André Robèr est né à La Réunion en 1955. Issu d’un milieu pauvre, il abandonne très rapidement l’école et quitte son île. Il devient électricien à l’EDF avant de se diriger vers le domaine socio-éducatif de la CCAS et les formations politiques du PSU.
Il reprend des études universitaires en arts plastiques et il obtient un DEA d’Arts plastiques avec comme sujet “Les graffitis dans l’art contemporain”.
Longtemps militant syndical et politique, il quitte la gauche pour des mouvements anarchistes “La vache folle”, “Anartiste” etc. et il essaye de montrer que l’art est un moyen d’émancipation en créant notamment la Revue “Art et Anarchie”. Il se met lui-même à créer d’abord avec des matériaux de récupération (portes de coffrets électriques, restes de résine des chantiers, etc.). Mais sa technique évolue : il il utilise ensuite les peintures acryliques ou des huiles.
En 1995, il change l’orthographe de son patronyme de Robert en Robèr par créolisation, devient commissaire d’expositions puis commence à écrire en 2000 sous forme de poésies qui mélangent le créole réunionnais et le français. Il publie à cette époque Lékritir lot koté la mèr. Ce livre devient le creuset de son oeuvre dont une trilogie sur l’immigration et des carnets.

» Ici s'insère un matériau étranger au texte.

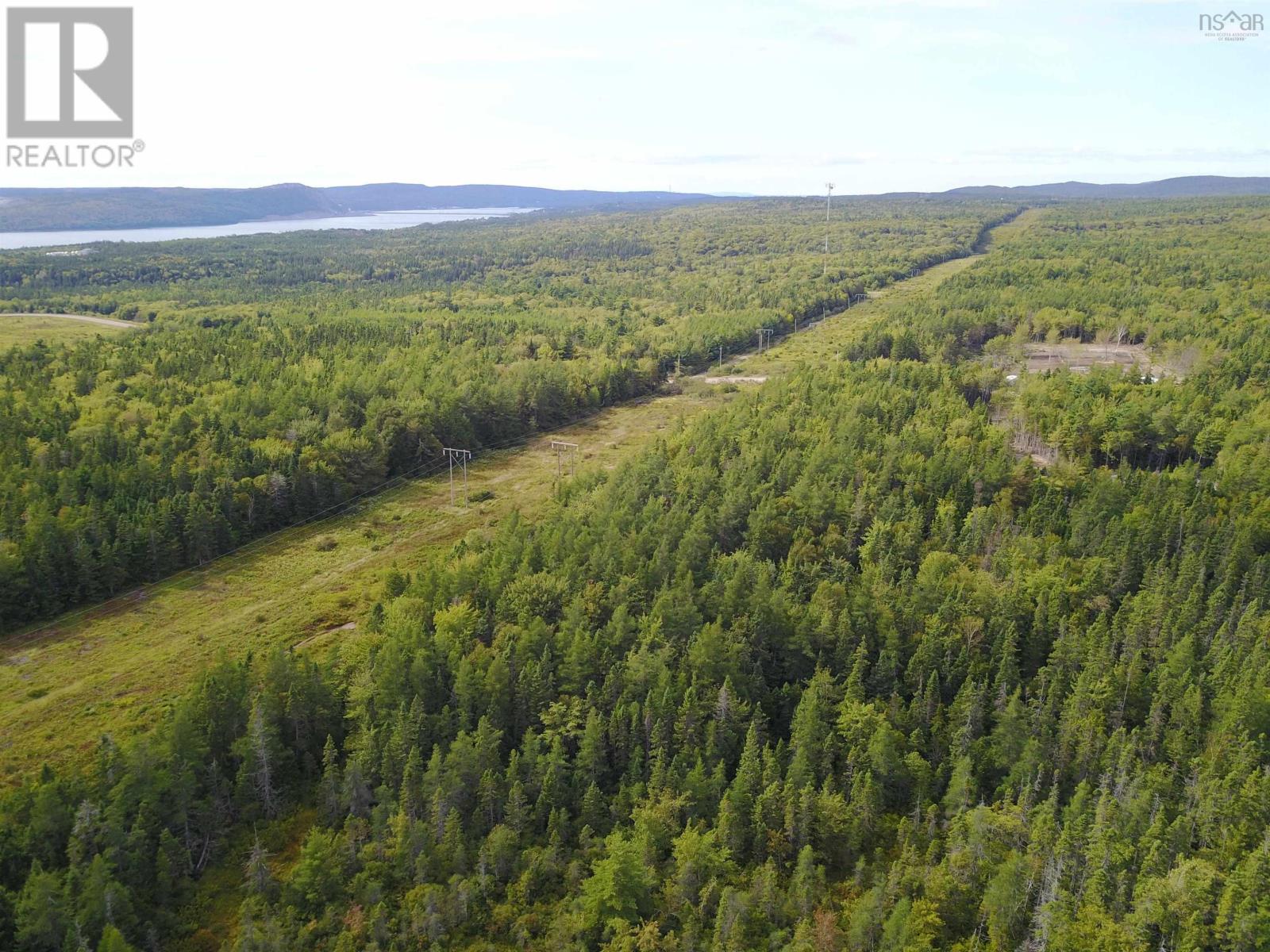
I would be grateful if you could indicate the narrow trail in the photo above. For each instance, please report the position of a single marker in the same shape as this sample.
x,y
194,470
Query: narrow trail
x,y
89,319
116,668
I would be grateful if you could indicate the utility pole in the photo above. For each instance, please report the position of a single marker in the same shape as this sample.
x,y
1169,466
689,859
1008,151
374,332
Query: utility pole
x,y
560,447
463,456
829,198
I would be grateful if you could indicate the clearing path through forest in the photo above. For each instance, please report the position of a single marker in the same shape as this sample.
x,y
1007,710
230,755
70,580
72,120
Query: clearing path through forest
x,y
118,666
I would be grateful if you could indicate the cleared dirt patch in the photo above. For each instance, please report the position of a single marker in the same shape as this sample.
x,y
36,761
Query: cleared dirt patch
x,y
1081,359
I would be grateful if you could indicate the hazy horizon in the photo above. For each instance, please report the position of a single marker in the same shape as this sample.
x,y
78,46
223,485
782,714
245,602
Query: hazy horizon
x,y
921,95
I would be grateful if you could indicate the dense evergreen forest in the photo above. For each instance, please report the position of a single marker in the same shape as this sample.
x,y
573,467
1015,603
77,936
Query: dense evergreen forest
x,y
281,376
833,666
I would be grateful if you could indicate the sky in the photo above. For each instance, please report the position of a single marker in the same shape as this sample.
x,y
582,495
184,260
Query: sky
x,y
765,98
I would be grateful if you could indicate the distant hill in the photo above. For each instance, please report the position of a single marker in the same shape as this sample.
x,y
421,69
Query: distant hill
x,y
64,209
1184,187
67,209
395,196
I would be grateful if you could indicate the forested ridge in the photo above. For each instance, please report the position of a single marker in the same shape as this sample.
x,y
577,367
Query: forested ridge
x,y
285,374
833,666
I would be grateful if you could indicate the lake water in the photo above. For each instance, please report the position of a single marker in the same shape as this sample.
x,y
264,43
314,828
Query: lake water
x,y
372,221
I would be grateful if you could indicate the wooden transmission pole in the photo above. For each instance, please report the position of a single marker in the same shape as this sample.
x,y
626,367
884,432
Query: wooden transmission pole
x,y
560,448
461,456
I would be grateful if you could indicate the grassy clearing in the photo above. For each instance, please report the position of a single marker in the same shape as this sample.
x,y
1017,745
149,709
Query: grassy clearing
x,y
21,329
116,668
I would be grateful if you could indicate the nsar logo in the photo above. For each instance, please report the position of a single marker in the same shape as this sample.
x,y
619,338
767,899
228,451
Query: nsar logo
x,y
1231,25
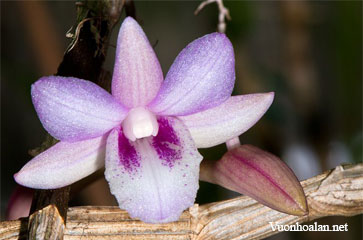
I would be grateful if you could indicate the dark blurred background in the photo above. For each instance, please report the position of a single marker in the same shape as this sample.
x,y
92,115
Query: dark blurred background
x,y
308,53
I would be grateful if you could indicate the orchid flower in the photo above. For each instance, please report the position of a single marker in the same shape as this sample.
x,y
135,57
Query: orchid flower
x,y
147,132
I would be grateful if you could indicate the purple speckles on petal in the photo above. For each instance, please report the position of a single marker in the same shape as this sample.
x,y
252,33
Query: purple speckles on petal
x,y
127,153
167,144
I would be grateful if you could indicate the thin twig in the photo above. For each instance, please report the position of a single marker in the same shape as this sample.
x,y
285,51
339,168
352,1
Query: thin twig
x,y
223,13
335,192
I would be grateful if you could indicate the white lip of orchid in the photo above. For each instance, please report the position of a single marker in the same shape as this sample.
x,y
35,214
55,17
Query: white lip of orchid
x,y
140,123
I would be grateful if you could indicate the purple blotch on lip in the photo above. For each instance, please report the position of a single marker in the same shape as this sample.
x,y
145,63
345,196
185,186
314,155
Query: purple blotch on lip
x,y
127,153
166,143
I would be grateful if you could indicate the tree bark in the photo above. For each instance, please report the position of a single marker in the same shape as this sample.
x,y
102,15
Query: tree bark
x,y
335,192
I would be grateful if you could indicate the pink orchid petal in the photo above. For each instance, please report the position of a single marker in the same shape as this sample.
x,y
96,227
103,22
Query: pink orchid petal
x,y
154,178
19,203
72,109
202,76
260,175
228,120
63,164
137,74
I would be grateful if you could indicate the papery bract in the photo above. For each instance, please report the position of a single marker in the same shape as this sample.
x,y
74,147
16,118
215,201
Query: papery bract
x,y
148,130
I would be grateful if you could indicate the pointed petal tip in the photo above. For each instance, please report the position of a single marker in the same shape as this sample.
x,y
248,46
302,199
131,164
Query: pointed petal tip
x,y
260,175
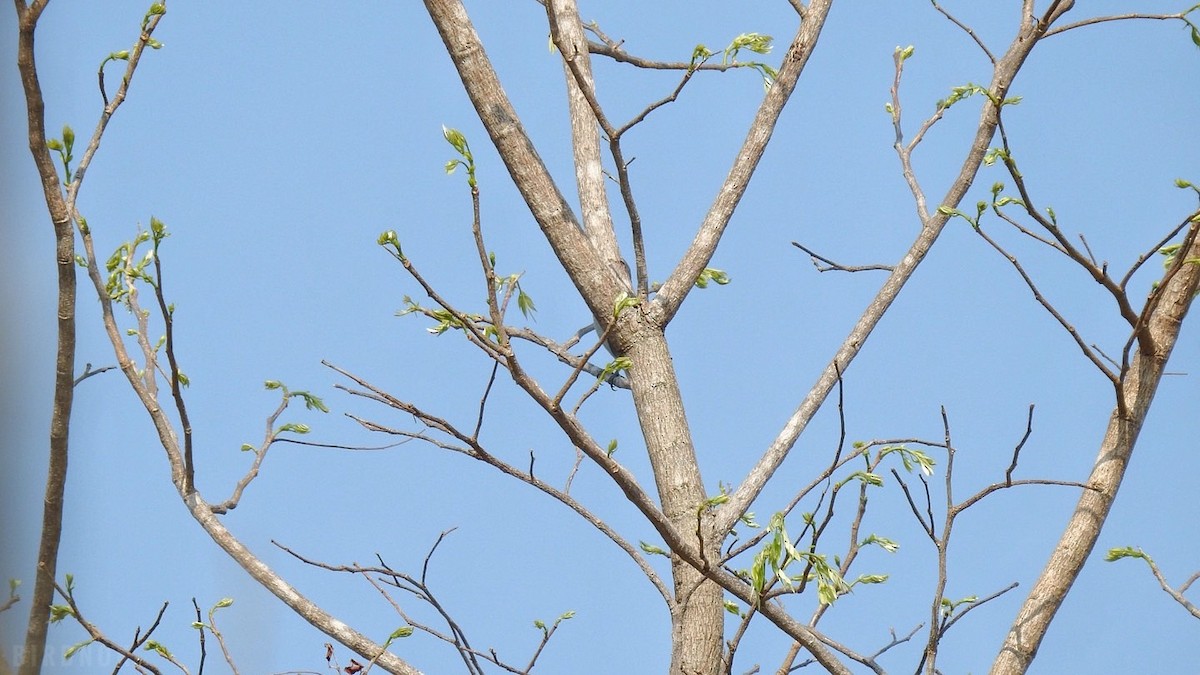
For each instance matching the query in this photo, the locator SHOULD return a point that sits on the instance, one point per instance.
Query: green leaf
(455, 138)
(311, 401)
(71, 651)
(883, 543)
(714, 275)
(871, 579)
(156, 646)
(1127, 551)
(525, 303)
(402, 632)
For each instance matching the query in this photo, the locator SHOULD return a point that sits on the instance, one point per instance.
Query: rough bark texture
(30, 659)
(1111, 463)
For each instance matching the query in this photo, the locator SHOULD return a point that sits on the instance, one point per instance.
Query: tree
(796, 563)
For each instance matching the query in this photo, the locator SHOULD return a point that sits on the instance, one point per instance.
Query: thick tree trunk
(1084, 529)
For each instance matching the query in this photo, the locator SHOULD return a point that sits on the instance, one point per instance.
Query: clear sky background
(279, 139)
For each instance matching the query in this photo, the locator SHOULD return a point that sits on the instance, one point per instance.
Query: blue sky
(277, 141)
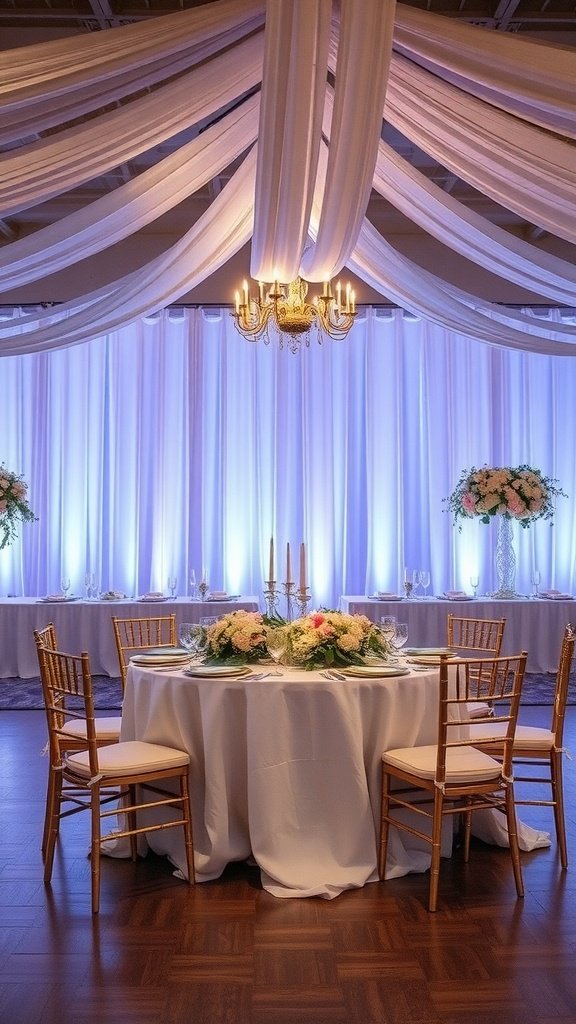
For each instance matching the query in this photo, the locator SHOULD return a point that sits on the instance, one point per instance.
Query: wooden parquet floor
(228, 952)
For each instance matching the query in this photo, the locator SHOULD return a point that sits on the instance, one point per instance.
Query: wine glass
(387, 627)
(400, 636)
(276, 644)
(190, 637)
(424, 580)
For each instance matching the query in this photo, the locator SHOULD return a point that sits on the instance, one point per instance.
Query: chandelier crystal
(284, 308)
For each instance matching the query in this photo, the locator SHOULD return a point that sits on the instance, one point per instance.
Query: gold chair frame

André Robèr ne cesse de s’amuser du contenu et de la forme pour chanter la culture réunionnaise au besoin par un recensement d’insultes, des recettes de tisanes. Et en 2015 il publie son premier recueil écrit uniquement en français Tel un requin dans les mers chaudes où il s’éloigne du discours sur l’immigration. Passionné par les écritures d’avant-garde et véritable passeur, André Robèr a conçu son atelier El taller (Treize) comme un lieu ouvert aux rencontres d’écrivains et d’artistes dont Julien Blaine, Didier Manyach, Claude Massé, Valérie Ténèze et Marie Jakobowicz.
La poésie collage, telle qu’elle apparaît dans son nouvel opus, trouve selon lui ses racines “dans une ancestrale capacité de l’humain à associer, à dissocier, à façonner”. Julien Blaine qui a écrit la postface de ce livre montre comment se découvre, “entre deux enterrements”, les enchantements de Jacques Lizène, “Inventeur de l’art nul, Petit maître liégeois” de Pierre Pinoncelli qui ensanglanta Malraux avec un pistolet à peinture lors de l’inauguration du musée Chagall, de Philippe Castellin génial découvreur et “capitaine de pêche”; ou encore de Joan Brossa dont ici la silhouette s’accoude sur la lettre originelle de la Réunion : le K .
Existent au fil des chapitres une extase graphique et poétique et une anatomie de tout ce qui dépasse les idées reçues sur la culture et de ce qui éclaire la vie, au moins “juste un espace de temps où l’on pourra survivre”. Il y a là une forme de synthèse de tous les fondamentaux du créateur dont mots et images sont montés ou démontés à la Beuys (présent dans le chapitre IV) afin, comme l’annonce le suivant, “Que la parole se conjugue avec la vie” en mêlant tout ce qui bouge dans la ou les langues et les images.
Les jeux et rythmes du noir sur blanc, du blanc sur noir prouvent de fait que rien n’est de ces deux couleurs. D’où l’appel d’un métissage animiste où — lorsqu’il se transforme en monothéiste — il devient incarné par un “Dieu éléphant métaphorique” moins survivant que survivance mythologique.
jean-paul gavard-perret
André Robèr, Mi di minm — K, éditions Paraules, 2021, 78 p. — 15,00€.